Snow and Anton Aubel 

Safe travels,
Snow and Anton Aubel

3 year old Female Chesapeake Bay Retriever "Yepa" (Winter Princess)
5 year old Female Weimaraner-"Cheyenne"

2007 34' Cruiser RV Land Roamer 310QB 5th Wheel
2003 Dodge Ram 2500 5.9L Cummins Turbo Diesel Crew Cab 4x4
Sep 19 2011, 5:53 pm - Replied by: Technomadia


To determine what size generator you need, you'll need to add up all the wattage of the things you want to run and then size your genset to that (would recommend taking actual reading from a Kilawatt type device, as opposed to going only off of manafacturer specs).
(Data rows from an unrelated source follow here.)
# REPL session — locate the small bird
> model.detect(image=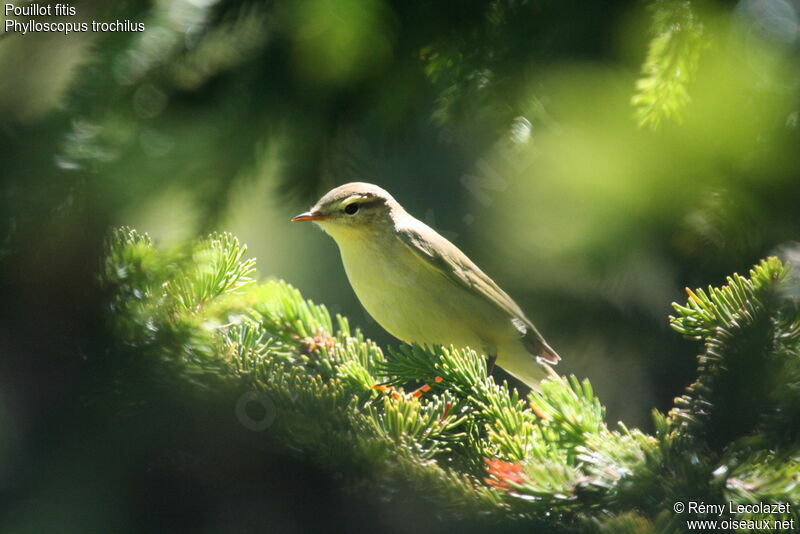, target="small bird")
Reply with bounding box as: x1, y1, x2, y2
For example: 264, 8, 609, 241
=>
292, 182, 560, 388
Oversize your genset a bit more than you think you need - keeping in mind that starting up an A/C generally takes more power than having it run.  Also think about if you'll be wanting to charge your house batteries off of the genset - if so, make sure you have your inverter set up properly to manage the charge load, and your genset is powered taking that into mind. 

If you're wanting to do stealth-like overnighting (ie. parked in parking lots, on streets, rest areas, etc.), you'll proably want something you don't have to take out and set up.  Built in, or built into your tow vehicle for easy access (ideal for overnighting, perhaps not so much for leaving the 5th wheel behind while you take the truck off somewhere), would be more ideal than a portable one.   

 

We had a small Honda 2000 that we converted to run off propane when we had our trailer - and it was great.  We downsized our A/C unit (to 9200 btu) to be able to run off it.  But it wasn't something we could use while parked in a lot or something, as it took taking it out of the tow vehicle and setting it up. As a result, we didn't use it much unless we were set up somewhere for a while. 

 

Our 'new' vintage bus has a 7500 sized genset built in that right now will run only one of our 13,500 btu A/Cs without overheating - but it's over 20 years old and needs some serious tweaking and maintenance.  In theory, it should be able to run both A/Cs when properly configured.  

 

 - Cherie 

Cherie and Chris / Technomads / www.technomadia.com
1961 GM 4106 - Vintage Bus
On the road since 2006 

Sep 20 2011, 3:59 pm - Replied by: KevsKnight


As always, great advice from Cherie. The built-in generator has the hands down advantage when bringing overnight stops or even simple rest area stops into the equation. The onboard genny can be started and run without any other preparations. The other advantage is that when sizing the onboard genny, you can get the size you need, instead of the size you can lift out of a comparment and lug around.

 

The portable Honda generators are great - they are durable, light, and super quiet. Pretty much anything else (other than a small number of direct competitors) is going to be heavier and much much much louder. In case you were wondering, loudness really IS a thing. Ask anyone that has spent time boondocking - the last thing you want to hear when you go on a hike is your genny. I am quite sure others feel the same way about your genny as well  :)

 

Many larger 5th wheels have an area that was intended to install a generator. Unfortunately, you are going to lose storage space. A permanent mount solution is going to take some room for the genny, connections, sound-proofing, fuel, etc. A portable will take up some room, but probably not as much. However, if you are storing the portable genny in a compartment, you have to remember that you need to be able to lift it out (and back in) to use. This will limit the size somewhat. 

 

For power like a Boss, I highly recommend getting an onboard generator. You can get the size you need to run everything, they are quieter than the cheap portable generators, and you can use it without hassle. The negative side is that it is going to be costly. 

 

But, then again, this is RVing. Is anything cheap?? ;)

 

 

--kev

I have washboard abs. They are just hidden under 50#s of laundry.
Sep 20 2011, 7:04 pm - Replied by: blars


Inverter generators can be parralleled, so you don't have to have all the weight in one package.  That also gives you more flexability if you only want to run a partial load.  Inverter generators tend to be quieter, use less fuel, and be more expensive to purchase.